Paul transfers $250K to RPK for caucus; McConnell still supporting plan
08/17/2015 06:01 PM
U.S. Sen. Rand Paul is seeking support from the Republican Party of Kentucky’s central committee in his bid to pursue an early presidential caucus in the commonwealth.
Paul, R-Ky., transferred $250,000 to the RPK account to fund the caucus with plans to move an additional $200,000 “roughly mid fall after all the budgets and rules are finalized,” Paul told members of the RPK central committee in an email and letter sent Monday.
The GOP presidential contender also has plans to host a conference call with central committee members this week in his endeavor to skirt a state statute that stipulates a candidate can only appear on the ballot for one office at a time. Paul is seeking re-election to his Senate seat while running for president in 2016.

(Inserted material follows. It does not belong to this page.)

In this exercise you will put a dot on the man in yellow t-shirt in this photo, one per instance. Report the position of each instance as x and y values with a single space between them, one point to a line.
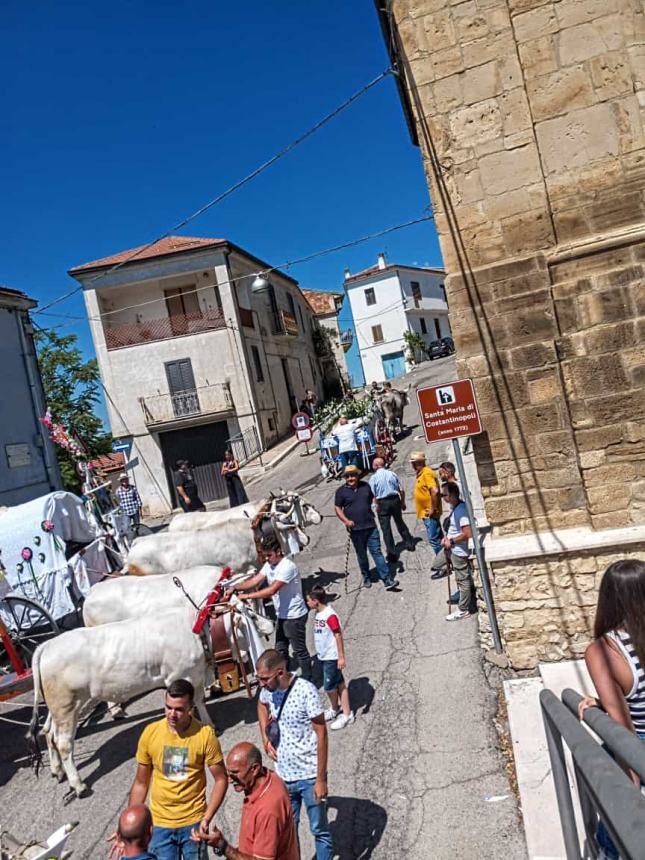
427 499
173 753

In the letter, Paul writes that he “wanted to formally ask you once again to vote for this plan. Before you do, I wanted you to hear straight from me about the plan to fund it.”
Paul continues saying that an ultimate cost for the plan is not final, but estimates suggest a $400,000 to $500,000 price tag for the 2016 caucus. That cost will fall on Paul’s shoulders, and he does not say in the letter where the funds are coming from — his presidential campaign or U.S. Senate campaign.
If the Republican state central committee approves the plan on Saturday, Paul warns that is not the final step. The Republican National Committee will have to grant final approval in the fall, Paul writes.
“An additional $150,000 to $250,000 will be raised by charging Presidential candidates $15,000 to register. Similar fees are charged in other states,” Paul told the central committee members in the letter.
“I want to make sure NO COUNTY CHAIR or RPK will be on the hook for ANY money for this caucus,” Paul continues. “ I do understand that there are county chairs who want to use the caucus to energize voter registration and raise money for their own county. I applaud this initiative and believe it would greatly benefit the party for the 2016 elections.”
U.S. Sen. Mitch McConnell, R-Ky., told reporters in Georgetown that he still supports the caucus and that Paul is doing what he has committed to do with the funding of the initiative.
“We’ve never done it before, which is why I was skeptical about it, but we wanted to do him a favor and allow him to compete for the presidency. So as long as he picks up the costs, that’s what we’ll allow him to do,” McConnell said.
When asked by Pure Politics if RPK should hold a caucus in 2020, McConnell bluntly replied, “I hope not.”
McConnell did not take questions regarding GOP presidential front-runner Donald Trump, whom Paul has engaged in ads and from the stage during the first Republican presidential debate.
State Sen. Damon Thayer, R-Georgetown, who proposed legislation in the Senate during the 2014 session to allow Paul to appear on the ballot twice, says he supports the move to a caucus system in 2016.
Thayer told Pure Politics in a phone call that he “trusts Rand” and he is still on board with the funding plan for the caucus as Paul outlines in the letter.